Соперники были опытными прыгунами, но и я уже не был тем зеленым юнцом, который несколько месяцев назад приезжал к ним на матчи. Школа, которую я экстерном прошел в этом напряженном сезоне, тоже сделала меня опытнее. Это чувствовалось даже в том, что я совсем не затерялся в именитой компании. Соревновался спокойно и, можно даже сказать, деловито. Своевременно реагировал на знаки Креера с трибун, корректировал разбег, и во второй попытке мне удался хороший прыжок на 16,67. Это было моим личным достижением и довольно высоким результатом. Соперники как-то сразу стушевались и лучший из них — Рюккборн проиграл мне четверть метра.
Так счастливо закончился для меня этот, пожалуй, самый важный с точки зрения становления спортивного характера сезон. Сезон, после которого я понял, что жажда борьбы, жажда победы должна подкрепляться многими факторами, которые и составляют понятие спортивного мастерства. Сезон, после которого мечта о выступлении на Олимпийских играх в Мехико обрела вполне реальные очертания.
Такой борьбы больше не было
Я смотрю на фотографии, подаренные мне нашими фотокорреспондентами после Олимпийских игр в Мехико. Тех Игр, где мне удалось стать первым олимпийским чемпионом среди советских прыгунов тройным. Вот я на тренировочном стадионе беседую с чернокожим гигантом из Сенегала Мансуром Диа. А здесь — мы с итальянцем Джузеппе Джентилле и бразильцем Нельсоном Пруденсио на пьедестале почета. А вот — несколько снимков того «золотого» прыжка, что принес мне и мировой рекорд, и звание победителя.
С тех пор прошло уже больше 15 лет. Но и сейчас еще стоит мне начать рассказ о тех далеких днях, как сердце начинает биться чаще, а в памяти живо возникают и томительные дни и часы ожидания олимпийского старта, и яростная борьба в секторе, которой не знала до того дня история тройного прыжка, и оглушительная радость победы, и сияющие счастьем глаза моих тренеров.
Что же помогло тогда, 17 октября 1968 года, сделать нам — мне и моим тренерам — свое дело лучше других и одержать победу?
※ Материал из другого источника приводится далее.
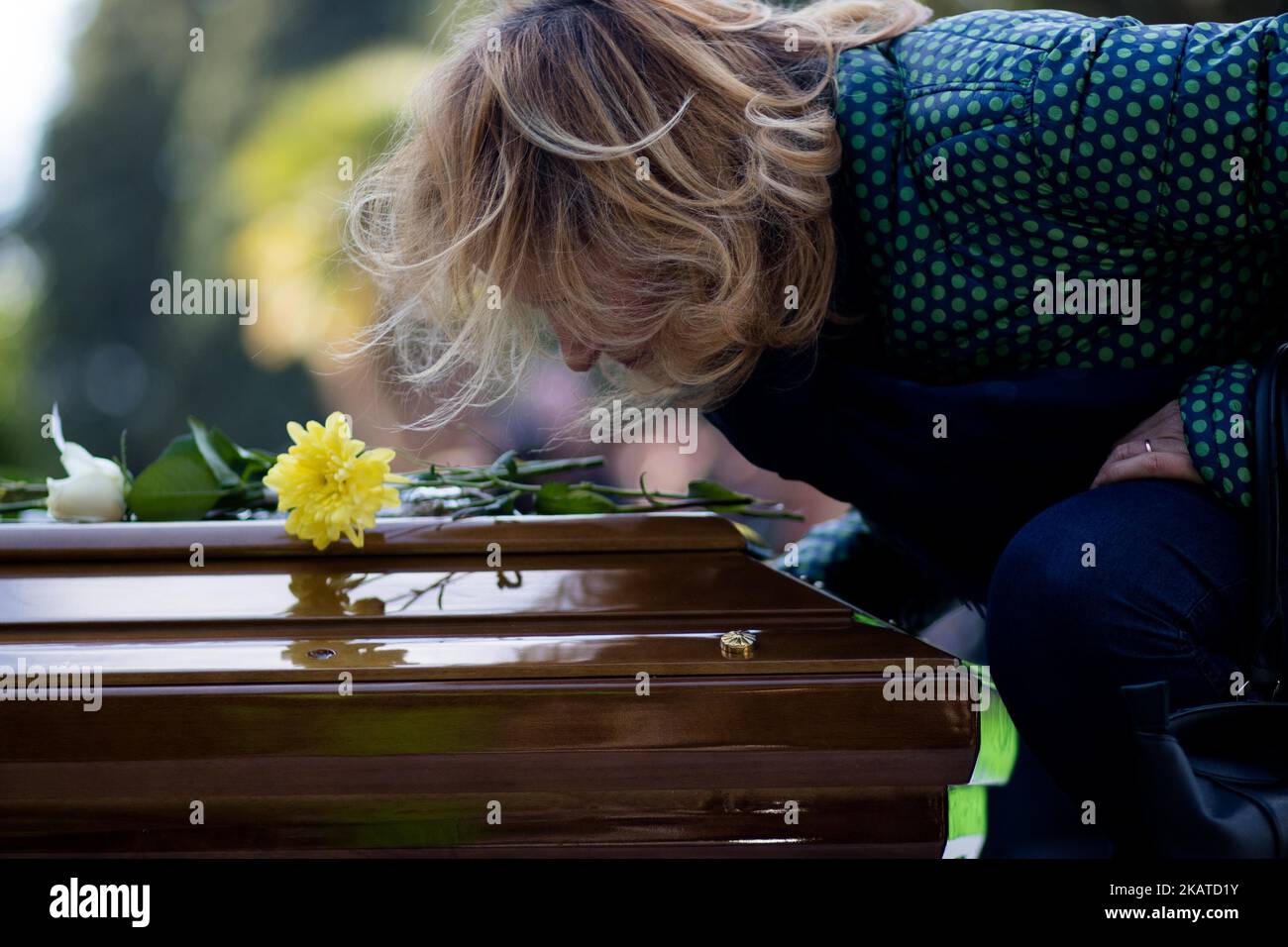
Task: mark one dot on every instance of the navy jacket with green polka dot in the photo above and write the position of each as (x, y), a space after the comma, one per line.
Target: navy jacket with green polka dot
(991, 155)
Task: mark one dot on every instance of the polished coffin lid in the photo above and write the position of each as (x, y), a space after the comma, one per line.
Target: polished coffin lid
(222, 682)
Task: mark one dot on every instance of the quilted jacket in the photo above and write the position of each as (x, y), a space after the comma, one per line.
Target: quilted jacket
(1037, 191)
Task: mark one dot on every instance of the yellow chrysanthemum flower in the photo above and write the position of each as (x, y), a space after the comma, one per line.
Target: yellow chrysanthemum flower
(331, 483)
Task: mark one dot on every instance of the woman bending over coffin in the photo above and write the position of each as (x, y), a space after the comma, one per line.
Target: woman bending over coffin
(996, 279)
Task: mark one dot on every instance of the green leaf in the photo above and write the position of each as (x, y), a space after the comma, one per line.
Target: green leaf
(245, 464)
(178, 484)
(709, 489)
(561, 497)
(506, 466)
(720, 496)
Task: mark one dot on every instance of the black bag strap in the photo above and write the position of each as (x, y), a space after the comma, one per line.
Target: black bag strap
(1266, 651)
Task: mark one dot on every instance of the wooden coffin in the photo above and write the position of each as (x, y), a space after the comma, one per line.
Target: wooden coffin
(411, 697)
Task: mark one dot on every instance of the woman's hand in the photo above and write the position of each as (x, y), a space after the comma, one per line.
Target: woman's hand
(1153, 450)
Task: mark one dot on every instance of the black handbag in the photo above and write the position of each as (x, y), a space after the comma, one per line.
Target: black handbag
(1215, 779)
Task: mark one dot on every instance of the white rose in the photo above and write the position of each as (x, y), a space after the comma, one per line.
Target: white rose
(93, 489)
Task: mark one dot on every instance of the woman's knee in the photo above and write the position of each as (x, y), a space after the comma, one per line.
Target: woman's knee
(1106, 587)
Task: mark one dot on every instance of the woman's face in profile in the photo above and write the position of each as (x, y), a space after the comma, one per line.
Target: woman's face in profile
(580, 356)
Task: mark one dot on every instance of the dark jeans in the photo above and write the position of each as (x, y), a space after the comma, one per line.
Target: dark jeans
(1168, 598)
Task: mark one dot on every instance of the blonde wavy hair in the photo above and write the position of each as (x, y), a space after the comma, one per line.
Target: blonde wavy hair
(652, 175)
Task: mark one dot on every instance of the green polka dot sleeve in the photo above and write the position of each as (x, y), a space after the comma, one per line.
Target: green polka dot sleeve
(1215, 411)
(1175, 132)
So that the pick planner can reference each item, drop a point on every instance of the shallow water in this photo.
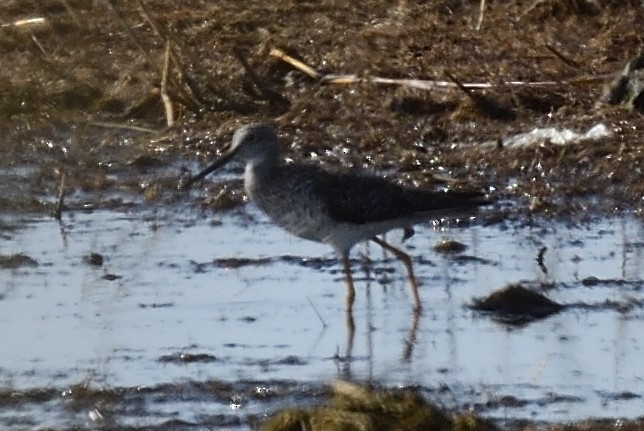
(243, 298)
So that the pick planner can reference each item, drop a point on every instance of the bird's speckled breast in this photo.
(289, 201)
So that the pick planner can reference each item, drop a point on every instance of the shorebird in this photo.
(338, 209)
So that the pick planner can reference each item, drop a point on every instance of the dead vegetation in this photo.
(87, 86)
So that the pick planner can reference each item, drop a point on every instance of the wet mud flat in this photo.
(106, 106)
(138, 320)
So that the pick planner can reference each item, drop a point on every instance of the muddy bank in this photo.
(89, 88)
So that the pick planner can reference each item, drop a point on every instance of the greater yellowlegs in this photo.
(338, 209)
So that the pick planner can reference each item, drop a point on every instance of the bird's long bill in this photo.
(225, 157)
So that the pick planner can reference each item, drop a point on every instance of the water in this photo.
(276, 322)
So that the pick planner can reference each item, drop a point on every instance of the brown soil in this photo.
(80, 93)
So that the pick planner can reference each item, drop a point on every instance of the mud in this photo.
(106, 106)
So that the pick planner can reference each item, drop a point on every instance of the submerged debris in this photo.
(449, 247)
(12, 261)
(355, 407)
(516, 304)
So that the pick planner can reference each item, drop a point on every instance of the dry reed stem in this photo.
(422, 84)
(481, 13)
(167, 102)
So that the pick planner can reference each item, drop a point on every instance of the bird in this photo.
(339, 209)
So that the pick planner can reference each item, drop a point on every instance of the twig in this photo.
(195, 99)
(481, 13)
(71, 12)
(167, 103)
(485, 105)
(422, 84)
(295, 63)
(58, 211)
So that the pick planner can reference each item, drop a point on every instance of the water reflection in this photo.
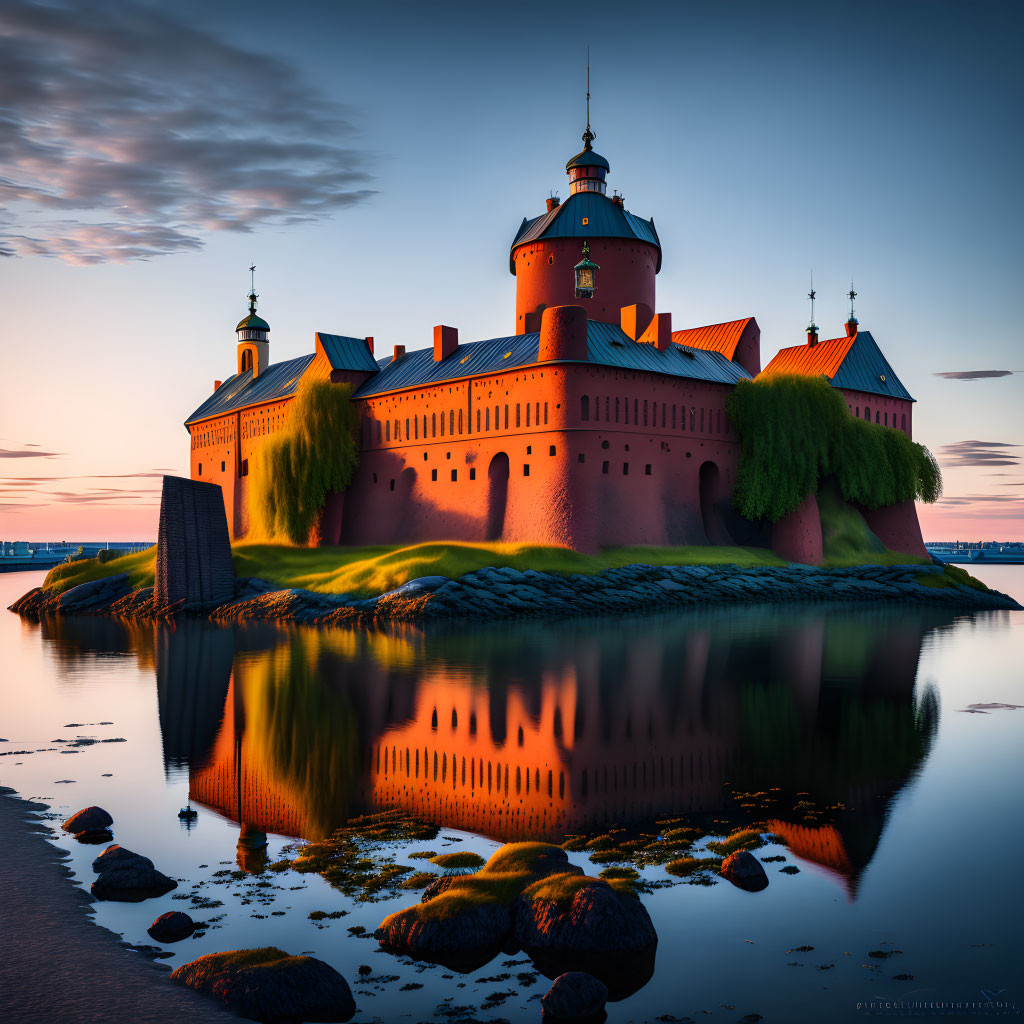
(538, 732)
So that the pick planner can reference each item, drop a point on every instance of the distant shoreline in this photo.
(507, 594)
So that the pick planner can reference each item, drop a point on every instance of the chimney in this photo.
(563, 334)
(445, 341)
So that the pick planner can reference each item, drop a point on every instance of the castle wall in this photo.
(544, 271)
(569, 454)
(878, 409)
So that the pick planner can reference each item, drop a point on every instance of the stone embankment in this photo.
(501, 594)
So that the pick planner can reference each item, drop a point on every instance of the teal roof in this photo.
(588, 159)
(864, 367)
(607, 345)
(347, 353)
(253, 323)
(605, 219)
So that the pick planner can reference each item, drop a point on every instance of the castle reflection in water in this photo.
(535, 731)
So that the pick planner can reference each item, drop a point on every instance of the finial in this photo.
(588, 135)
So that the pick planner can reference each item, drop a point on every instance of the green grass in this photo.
(367, 571)
(140, 567)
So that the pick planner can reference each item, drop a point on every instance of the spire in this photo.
(851, 324)
(812, 328)
(588, 135)
(252, 289)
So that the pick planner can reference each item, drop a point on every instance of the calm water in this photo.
(565, 729)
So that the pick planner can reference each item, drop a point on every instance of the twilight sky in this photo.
(375, 163)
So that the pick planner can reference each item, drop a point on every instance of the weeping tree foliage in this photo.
(797, 430)
(314, 455)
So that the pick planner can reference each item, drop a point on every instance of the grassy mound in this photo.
(140, 566)
(367, 571)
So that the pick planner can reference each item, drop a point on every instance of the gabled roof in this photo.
(279, 381)
(605, 219)
(347, 353)
(607, 345)
(714, 338)
(856, 364)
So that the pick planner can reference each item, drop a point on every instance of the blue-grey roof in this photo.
(605, 219)
(278, 381)
(863, 368)
(347, 353)
(607, 345)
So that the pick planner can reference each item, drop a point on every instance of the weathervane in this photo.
(252, 289)
(588, 135)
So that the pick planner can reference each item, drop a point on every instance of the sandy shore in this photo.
(56, 967)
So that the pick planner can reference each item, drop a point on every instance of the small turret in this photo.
(254, 336)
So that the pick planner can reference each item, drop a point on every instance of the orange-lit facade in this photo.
(594, 424)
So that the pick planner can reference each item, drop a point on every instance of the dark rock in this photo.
(131, 883)
(466, 937)
(585, 915)
(194, 550)
(115, 856)
(171, 927)
(574, 996)
(93, 837)
(744, 870)
(87, 818)
(268, 985)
Вопрос этот не кажется мне праздным. Дескать, победили и победили, о чем тут долго говорить. Я уже говорил о том, что, как правило, глубокому анализу подвергаются именно те выступления, которые не принесли успеха, а в случае победы срабатывает принцип «победителя не судят». Так вот, я убежден: мне чаще удавалось побеждать, чем проигрывать, именно потому, что и успешные выступления анализировались столь же тщательно, как и поражения. Это помогало как бы переносить положительные факторы на последующие старты и избегать негативных сторон, которые подчас присутствуют в самых удачных выступлениях.
Конечно, победа в столь представительных, престижных и чрезвычайно многогранных соревнованиях, как олимпийские игры, не может быть достигнута только с помощью какого-то одного фактора — будь то техническая, тактическая, волевая или какая-либо другая разновидность подготовленности. Но все же на этом общем фоне выделяется один какой-нибудь компонент, который и приносит успех в борьбе примерно равных по силам атлетов.